Por otra parte, esta acción coordinada junto con las características propias de cada cepa (analizadas en la presente Descripción) permiten explicar porqué se pueden fermentar soluciones con una altísima concentración de sacarosa (o sucedáneos) y por tanto obtener productos con una elevadísima concentración de etanol (recuérdese que la mayoría de las cepas de levadura no soportan concentraciones de etanol superiores al 13%).
La actuación coordinada de estas tres levaduras junto con la presencia inicial de mayores cantidades de azúcares, puede hacer que la fermentación sea más rica en productos secundarios. Se han analizado diversas materias (origen de fermentación) que cubren un amplio espectro de productos representativos de la industria de fermentación, como el azúcar, el almidón, la melaza, los restos vegetales, etc. Los microorganismos necesitan unas condiciones adecuadas para poder crecer, reproducirse, y desarrollarse. Esto no siempre se consigue. Puesto que las 3 levaduras estudiadas en la presente solicitud, son capaces de fermentar en un medio simple conteniendo almidón, se puede inferir que pueden ser útiles en aquellos procesos que utilicen el almidón como origen previo a la fuente de carbono para la fermentación. Se sabe que las levaduras son capaces de fermentar almidón hidrolizado, y que las levaduras son necesarias, no obstante para producción de cerveza.
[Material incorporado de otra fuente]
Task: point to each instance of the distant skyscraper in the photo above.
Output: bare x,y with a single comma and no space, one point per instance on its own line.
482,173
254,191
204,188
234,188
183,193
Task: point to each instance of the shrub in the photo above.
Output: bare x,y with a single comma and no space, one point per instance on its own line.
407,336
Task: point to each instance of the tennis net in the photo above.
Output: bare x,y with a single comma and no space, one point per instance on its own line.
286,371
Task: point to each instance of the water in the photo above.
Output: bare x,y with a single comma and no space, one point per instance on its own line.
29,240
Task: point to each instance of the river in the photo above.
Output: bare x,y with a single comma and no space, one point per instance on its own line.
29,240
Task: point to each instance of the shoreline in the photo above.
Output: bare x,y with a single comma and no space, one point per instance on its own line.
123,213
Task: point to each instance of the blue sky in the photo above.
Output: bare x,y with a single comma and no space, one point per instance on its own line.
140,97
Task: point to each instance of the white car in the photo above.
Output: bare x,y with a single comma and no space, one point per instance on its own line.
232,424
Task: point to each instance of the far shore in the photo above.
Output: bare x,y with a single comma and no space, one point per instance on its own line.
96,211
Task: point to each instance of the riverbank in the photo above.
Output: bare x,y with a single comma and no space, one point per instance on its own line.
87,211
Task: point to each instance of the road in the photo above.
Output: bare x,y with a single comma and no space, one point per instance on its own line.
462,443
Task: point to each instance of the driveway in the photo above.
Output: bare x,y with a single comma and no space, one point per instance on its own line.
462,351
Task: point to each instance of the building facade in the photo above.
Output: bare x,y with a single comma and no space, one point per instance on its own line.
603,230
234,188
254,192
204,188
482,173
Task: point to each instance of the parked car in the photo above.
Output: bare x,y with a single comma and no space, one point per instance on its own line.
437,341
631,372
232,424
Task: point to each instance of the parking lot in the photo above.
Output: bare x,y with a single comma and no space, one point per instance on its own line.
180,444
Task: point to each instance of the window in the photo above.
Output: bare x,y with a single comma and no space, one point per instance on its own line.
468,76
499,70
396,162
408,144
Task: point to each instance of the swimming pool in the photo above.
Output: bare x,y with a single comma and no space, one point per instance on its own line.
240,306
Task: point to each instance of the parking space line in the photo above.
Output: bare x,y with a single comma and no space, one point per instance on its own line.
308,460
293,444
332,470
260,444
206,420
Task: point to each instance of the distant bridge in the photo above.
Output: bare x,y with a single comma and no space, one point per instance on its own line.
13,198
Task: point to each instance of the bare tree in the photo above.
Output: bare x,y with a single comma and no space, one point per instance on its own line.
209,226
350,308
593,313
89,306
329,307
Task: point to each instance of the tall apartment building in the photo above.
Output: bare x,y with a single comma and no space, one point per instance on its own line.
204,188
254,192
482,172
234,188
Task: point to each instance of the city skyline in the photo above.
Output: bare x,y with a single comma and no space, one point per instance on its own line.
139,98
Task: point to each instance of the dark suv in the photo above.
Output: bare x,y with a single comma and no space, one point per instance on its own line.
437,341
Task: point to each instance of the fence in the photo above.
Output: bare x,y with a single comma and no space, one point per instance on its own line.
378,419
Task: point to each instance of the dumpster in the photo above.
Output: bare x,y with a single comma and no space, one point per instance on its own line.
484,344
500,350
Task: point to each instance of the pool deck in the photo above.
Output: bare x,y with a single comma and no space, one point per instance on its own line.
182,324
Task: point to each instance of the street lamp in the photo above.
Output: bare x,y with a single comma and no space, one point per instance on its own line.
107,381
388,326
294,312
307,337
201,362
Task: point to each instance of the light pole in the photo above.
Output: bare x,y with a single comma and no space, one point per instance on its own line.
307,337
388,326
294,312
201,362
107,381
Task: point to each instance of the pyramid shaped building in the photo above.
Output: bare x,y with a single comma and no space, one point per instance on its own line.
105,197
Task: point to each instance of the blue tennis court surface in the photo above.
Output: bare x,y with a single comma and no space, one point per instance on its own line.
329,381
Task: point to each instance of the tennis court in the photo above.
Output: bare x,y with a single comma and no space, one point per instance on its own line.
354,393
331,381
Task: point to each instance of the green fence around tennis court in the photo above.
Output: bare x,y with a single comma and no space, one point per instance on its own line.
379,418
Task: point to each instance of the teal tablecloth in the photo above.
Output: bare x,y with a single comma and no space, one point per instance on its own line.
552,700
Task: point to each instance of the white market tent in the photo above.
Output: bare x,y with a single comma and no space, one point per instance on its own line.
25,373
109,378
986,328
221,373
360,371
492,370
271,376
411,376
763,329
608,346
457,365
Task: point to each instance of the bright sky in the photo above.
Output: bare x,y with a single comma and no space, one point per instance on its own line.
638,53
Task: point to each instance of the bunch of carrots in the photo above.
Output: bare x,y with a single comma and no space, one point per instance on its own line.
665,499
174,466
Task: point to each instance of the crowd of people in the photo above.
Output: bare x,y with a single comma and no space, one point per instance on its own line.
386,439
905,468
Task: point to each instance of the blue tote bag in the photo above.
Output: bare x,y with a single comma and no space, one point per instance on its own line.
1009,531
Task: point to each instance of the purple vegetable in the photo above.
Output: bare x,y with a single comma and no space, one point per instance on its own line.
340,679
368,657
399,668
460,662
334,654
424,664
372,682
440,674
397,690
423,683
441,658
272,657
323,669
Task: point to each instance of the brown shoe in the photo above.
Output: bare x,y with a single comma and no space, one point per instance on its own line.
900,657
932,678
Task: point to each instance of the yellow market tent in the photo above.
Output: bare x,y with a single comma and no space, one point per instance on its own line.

Se puede inferir por tanto de lo analizado hasta aquí, que con la mezcla de estas levaduras se obtendrán:
1.- mayores concentraciones de etanol
2.- productos de mayor calidad
3.- fermentaciones de materias infermentables hasta la fecha por su elevado contenido de azúcar, y por su elevada producción consiguiente de etanol.
Destacando resultados positivos.
•Se pueden obtener bebidas con mayor graduación de alcohol •Se puede obtener alcohol con una mayor eficiencia energética, puesto que mayor concentración de etanol significa menor cantidad de energía invertida para destilar.
•Se pueden obtener vino, pan y cerveza de mayor calidad. Todos estos alimentos necesitan las levaduras para ser obtenidos. Su obtención con las levaduras descritas en la presente solicitud producirán un producto de mayor calidad.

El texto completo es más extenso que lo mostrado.